And yet Seneca’s own prose style has historically drawn its share of criticism. Writing within a generation of Seneca’s death, Quintilian praised a number of Seneca’s virtutes but also stated that many aspects of his style are “corrupt” (corrupta) and “very destructive” (perniciosissima), and noted that earlier in his own career he acquired a reputation because of his efforts to get the young to grow beyond their love of Seneca (Inst. 10.1.125-31). In the following century Aulus Gellius reported that even those who admit that Seneca’s writings do not lack knowledge do not deny that there is “insufficient elegance” (elegantiae parum) in his words (N. A. 12.2.1).

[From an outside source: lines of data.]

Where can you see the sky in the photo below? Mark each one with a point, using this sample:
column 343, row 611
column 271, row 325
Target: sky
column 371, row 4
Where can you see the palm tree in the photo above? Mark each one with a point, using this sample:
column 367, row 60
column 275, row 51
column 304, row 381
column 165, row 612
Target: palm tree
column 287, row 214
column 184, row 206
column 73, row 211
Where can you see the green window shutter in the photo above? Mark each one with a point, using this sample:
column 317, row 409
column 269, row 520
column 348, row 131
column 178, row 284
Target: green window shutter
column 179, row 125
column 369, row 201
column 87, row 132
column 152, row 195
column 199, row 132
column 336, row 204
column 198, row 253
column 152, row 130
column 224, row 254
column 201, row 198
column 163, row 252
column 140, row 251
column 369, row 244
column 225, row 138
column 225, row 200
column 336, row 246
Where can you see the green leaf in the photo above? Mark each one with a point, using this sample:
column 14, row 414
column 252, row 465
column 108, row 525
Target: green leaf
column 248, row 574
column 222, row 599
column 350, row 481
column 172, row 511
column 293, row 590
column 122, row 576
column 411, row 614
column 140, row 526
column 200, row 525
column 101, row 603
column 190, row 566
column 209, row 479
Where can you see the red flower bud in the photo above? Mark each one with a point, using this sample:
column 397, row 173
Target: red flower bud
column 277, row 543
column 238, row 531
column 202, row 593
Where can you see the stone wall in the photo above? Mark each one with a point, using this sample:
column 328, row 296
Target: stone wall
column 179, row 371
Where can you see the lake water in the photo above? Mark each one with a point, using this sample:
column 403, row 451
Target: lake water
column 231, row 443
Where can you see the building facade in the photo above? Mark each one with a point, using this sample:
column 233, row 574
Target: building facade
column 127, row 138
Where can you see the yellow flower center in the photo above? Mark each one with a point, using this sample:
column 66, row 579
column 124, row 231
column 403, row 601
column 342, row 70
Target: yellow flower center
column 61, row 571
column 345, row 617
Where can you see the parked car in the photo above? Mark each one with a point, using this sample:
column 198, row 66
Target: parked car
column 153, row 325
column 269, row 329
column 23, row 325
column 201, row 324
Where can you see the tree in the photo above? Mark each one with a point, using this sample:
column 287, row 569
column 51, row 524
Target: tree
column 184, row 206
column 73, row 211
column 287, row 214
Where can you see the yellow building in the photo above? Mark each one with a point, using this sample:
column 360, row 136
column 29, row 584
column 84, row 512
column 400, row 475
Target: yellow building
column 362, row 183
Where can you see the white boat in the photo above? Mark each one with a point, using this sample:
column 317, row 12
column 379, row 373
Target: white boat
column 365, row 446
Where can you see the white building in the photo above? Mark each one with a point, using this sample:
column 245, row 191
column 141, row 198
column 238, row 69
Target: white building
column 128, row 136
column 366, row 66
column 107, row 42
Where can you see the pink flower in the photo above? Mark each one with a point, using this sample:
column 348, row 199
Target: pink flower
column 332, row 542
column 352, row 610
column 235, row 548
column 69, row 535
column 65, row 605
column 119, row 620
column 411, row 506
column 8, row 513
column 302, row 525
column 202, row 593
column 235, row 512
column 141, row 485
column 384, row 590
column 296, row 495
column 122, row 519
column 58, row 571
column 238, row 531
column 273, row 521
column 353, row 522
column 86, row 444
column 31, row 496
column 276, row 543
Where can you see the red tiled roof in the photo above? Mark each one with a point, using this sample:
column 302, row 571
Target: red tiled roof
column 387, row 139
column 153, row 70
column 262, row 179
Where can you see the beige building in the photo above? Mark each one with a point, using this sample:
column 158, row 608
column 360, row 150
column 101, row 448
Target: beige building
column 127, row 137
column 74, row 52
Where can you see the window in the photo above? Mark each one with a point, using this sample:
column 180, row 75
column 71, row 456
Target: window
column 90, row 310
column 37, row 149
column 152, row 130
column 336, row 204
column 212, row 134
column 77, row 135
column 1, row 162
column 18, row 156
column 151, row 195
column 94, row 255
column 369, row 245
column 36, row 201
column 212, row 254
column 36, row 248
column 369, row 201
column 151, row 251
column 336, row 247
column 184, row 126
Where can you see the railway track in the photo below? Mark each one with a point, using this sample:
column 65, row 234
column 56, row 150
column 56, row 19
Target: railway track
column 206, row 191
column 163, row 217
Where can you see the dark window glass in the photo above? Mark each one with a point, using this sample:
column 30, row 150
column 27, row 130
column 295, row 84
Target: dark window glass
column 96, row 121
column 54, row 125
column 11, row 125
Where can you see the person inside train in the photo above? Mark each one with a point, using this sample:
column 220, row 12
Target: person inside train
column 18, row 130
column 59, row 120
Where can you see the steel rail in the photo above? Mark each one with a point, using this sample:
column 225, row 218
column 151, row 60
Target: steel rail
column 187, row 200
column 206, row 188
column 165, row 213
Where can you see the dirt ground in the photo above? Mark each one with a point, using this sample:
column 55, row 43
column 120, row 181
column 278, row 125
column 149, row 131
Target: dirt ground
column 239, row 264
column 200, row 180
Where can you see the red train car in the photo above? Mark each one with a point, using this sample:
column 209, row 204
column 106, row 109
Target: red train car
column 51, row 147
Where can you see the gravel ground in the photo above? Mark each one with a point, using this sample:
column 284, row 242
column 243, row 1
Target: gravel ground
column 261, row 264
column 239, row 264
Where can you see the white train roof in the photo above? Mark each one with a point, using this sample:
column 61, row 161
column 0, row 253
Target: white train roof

What is all of this about? Can prose style really be destructive or insufficient? And what can it actually indicate about an individual or an age? While Quintilian did not provide illustrative examples to support his evaluation of Seneca’s style, some critics in the sixteenth century, a true saeculum Senecanum, did. Digging into minutiae such as how embracing or neglecting variety in the use of conjunctions affects a sentence, several editors and commentators put Seneca’s prose under their philological microscopes, testing samples of Senecan style against the theories of previous researchers.

In this paper I examine three such studies: Erasmus’ dedicatory epistle to his 1529 edition of Seneca; Henri Estienne’s 1586 Ad Senecae Lectionem Proodopoeia; and Justus Lipsius’ Iudicium super Seneca eiusque Scriptis and commentary in his 1605 deluxe edition. In these works, philological analysis of style is juxtaposed with aesthetic, educational, and intellectual issues. Indeed, such an actively critical method of reading encourages us to reevaluate the attention allotted to the ethical and social dynamics of style in Seneca’s Ep. 114. Surely the attractive style of classical and early modern authors is one key reason why students continue to take them in hand, and yet today in both print and the classroom style often takes a backseat to other interpretive priorities. This study explores how reading style closely—and philologically—can help people write and think with greater care and sensitivity.